Data transformation workflows
General description
The Data Transformation (DT) lectures outlined below are to be recorded for Wolfram U in October-December 2020.
Here is the Wolfram U recordings playlist at YouTube
Each tutorial lecture is between 25 and 40 minutes.
Most of the workflows in the lectures have (easy to derive) corresponding code in the programming languages: Julia, Python, R, and WL. (In Python and Julia dedicated data transformation packages are utilized.)
For didactic purposes we are going to use the Domain Specific Language (DSL) Raku-programmed system DSL::English::DataQueryWorkflows, [AAp1], that generates code for the programming languages R and WL and the software packages:
- Julia-DataFrames
- Python-pandas
- R-tidyverse (mostly dplyr)
The WL generated code uses functions from the Wolfram Function Repository.
(See the references section "Wolfram Function Repository functions".)
The tutorials sequence has an "inverted" structure: the most conceptually rich and technical sessions are presented first.
Detailed tutorial plan
Introduction through questions and answers
- What are the simplifying assumptions for the family of workflows considered in this tutorial?
- We do not consider hard to generalize- or too specialized transformations.
- For example, we do not consider:
- Data gathering/harvesting
- Data ingestion by parsing of, say, XML structures
- Date-time specific transformations
- Natural text specific transformations
- Etc.
What are the simplifying assumptions about the targeted data and transformations?
- Tabular data and collections of tabular data. (E.g. lists of datasets.)
- Transformation workflows that can be expressed with a certain "standard" or "well-known" subset of SQL.
- The flow chart given below illustrates well the targeted DT.
Do these workflows apply to other programming languages and/or data systems?
- Yes, with the presented DT know-how we target multiple "data science" programming languages.
Are additional packages needed to run the codes?
- Yes and no: depends on the target data transformation system.
- Sometimes the WL code uses Wolfram Function Repository functions.
Are there similar tutorials dedicated to other programming languages or packages?
- Yes, many.

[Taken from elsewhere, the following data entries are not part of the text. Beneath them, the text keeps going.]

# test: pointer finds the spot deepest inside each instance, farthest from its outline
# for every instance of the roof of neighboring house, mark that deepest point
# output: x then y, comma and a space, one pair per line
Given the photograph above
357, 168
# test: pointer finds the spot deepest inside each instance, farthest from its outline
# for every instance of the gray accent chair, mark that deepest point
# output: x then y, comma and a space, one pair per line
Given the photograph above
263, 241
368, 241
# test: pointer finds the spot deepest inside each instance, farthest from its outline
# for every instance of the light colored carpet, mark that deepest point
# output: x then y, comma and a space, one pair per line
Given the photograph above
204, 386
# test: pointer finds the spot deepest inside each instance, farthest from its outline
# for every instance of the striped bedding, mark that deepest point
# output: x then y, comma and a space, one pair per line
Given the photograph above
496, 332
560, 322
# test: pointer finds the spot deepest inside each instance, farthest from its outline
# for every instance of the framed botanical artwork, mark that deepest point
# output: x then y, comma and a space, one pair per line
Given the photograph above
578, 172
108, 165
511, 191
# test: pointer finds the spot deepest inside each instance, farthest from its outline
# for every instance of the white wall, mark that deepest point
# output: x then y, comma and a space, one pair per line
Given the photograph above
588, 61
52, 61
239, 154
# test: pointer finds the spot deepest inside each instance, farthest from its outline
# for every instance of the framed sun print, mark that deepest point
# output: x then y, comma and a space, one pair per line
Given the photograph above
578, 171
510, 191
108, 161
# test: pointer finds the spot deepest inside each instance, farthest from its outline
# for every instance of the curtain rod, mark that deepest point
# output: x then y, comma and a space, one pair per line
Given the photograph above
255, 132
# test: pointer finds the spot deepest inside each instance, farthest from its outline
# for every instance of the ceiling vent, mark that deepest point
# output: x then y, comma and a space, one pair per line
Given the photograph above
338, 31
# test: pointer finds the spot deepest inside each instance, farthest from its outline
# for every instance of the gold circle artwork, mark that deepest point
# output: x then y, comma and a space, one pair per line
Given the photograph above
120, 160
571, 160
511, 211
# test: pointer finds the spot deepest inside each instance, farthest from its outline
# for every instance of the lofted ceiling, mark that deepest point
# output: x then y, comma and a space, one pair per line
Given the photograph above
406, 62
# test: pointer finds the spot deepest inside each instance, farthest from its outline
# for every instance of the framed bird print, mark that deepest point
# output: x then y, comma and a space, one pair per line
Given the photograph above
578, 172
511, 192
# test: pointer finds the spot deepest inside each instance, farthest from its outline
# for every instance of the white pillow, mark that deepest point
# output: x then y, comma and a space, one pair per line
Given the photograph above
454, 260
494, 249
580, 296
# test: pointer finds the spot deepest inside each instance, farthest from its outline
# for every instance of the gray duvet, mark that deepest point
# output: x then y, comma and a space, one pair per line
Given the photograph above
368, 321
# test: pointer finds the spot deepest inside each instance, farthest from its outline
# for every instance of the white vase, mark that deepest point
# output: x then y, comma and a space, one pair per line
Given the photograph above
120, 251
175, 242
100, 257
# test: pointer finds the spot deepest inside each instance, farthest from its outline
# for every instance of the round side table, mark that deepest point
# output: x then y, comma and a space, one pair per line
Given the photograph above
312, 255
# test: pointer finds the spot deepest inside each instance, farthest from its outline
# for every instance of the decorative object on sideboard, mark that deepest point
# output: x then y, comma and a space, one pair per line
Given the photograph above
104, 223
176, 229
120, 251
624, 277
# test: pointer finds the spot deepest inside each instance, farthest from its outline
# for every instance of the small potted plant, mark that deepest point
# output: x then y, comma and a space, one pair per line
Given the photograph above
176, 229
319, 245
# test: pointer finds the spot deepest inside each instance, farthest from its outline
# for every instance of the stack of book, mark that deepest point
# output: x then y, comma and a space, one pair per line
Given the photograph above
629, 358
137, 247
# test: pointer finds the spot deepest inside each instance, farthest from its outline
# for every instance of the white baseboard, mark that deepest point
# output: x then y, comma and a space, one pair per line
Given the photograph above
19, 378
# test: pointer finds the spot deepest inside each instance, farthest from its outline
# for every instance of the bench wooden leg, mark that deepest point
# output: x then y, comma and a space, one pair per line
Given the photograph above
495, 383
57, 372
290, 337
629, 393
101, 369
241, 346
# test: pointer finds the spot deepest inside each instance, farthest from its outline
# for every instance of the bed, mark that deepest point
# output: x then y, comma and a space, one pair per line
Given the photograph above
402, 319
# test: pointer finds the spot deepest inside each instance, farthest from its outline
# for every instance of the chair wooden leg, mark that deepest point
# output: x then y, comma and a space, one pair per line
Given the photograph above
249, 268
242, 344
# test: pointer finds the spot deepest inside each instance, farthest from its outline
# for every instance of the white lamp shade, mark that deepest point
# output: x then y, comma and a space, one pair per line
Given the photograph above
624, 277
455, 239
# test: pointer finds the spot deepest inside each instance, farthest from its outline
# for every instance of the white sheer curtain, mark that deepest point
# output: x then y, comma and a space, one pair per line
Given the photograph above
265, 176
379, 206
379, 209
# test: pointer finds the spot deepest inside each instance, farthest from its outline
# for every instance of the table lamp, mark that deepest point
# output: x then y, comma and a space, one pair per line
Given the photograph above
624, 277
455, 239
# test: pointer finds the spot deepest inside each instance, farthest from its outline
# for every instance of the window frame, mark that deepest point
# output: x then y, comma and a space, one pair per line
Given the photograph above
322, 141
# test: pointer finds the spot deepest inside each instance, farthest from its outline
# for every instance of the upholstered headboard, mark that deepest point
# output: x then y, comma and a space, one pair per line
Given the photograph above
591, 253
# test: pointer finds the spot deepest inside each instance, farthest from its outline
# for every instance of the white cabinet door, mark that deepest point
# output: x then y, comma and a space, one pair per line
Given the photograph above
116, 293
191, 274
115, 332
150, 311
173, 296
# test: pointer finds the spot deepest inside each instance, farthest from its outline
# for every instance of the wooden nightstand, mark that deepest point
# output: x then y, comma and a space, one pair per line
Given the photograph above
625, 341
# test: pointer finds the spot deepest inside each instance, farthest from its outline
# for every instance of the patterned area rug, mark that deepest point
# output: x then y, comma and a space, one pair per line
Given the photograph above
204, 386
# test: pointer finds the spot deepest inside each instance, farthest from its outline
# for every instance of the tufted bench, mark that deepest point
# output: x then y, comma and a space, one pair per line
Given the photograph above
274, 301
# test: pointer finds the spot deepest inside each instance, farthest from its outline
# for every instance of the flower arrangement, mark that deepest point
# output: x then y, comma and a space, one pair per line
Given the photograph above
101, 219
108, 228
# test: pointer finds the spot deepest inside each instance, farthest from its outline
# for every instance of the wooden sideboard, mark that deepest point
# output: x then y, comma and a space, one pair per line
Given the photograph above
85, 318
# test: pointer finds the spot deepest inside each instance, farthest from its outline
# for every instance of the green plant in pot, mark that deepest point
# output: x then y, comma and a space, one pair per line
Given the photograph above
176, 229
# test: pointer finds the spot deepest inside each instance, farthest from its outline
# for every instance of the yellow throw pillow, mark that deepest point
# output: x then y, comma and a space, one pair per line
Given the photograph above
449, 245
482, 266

Both for WL and the rest (Julia/Python/R.)
- That said, in this tutorial we use a certain simplified and streamlined data-and-transformations model that allows the development of cross-system, transferable know-how and workflows.
What are the most important concepts for a newcomer to data wrangling?
- Cross tabulation (or contingency matrices)
- (Inner) joins
- The so called Split-apply-combine pattern
- Long form and wide form (or data pivoting)
Reshaping of data -- detailed examples
Basic operations and joins
Basic operations
- Data load
- Column selection
- Row filtering
- Summarization
- Ways to summarize data
- "Global" summary
- Summarization per group and per column
- Summarization vs Cross tabulation
Joins
- Types of joins
- Inner joins
- Left joins
- Semi-joins
Additional topics
- Example combinations with ML workflows
- Making a recommender system
- Making a classifier
Visual aids
Here is a flow chart that encompasses a large fraction of typical tabular data transformation workflows:
This call of ToDataQueryWorkflow through ExternalParsersHookUp, [AAp2], over a sequence of natural commands:
ToDataQueryWorkflowCode["use dfTitanic;
filter with passengerSurvival is 'survived';
rename passengerClass, passengerSex as class and sex;
cross tabulate class and sex", "Execute" -> False]
generates this WL code:
Hold[obj = dfTitanic;
obj = Select[obj, #1["passengerSurvival"] == "survived" &];
obj = (Join[KeyDrop[#1, {"passengerClass", "passengerSex"}], Association["class" -> #1["passengerClass"], "sex" -> #1["passengerSex"]]] &) /@ obj;
obj = ResourceFunction["CrossTabulate"][({#1["class"], #1["sex"]} &) /@ obj]]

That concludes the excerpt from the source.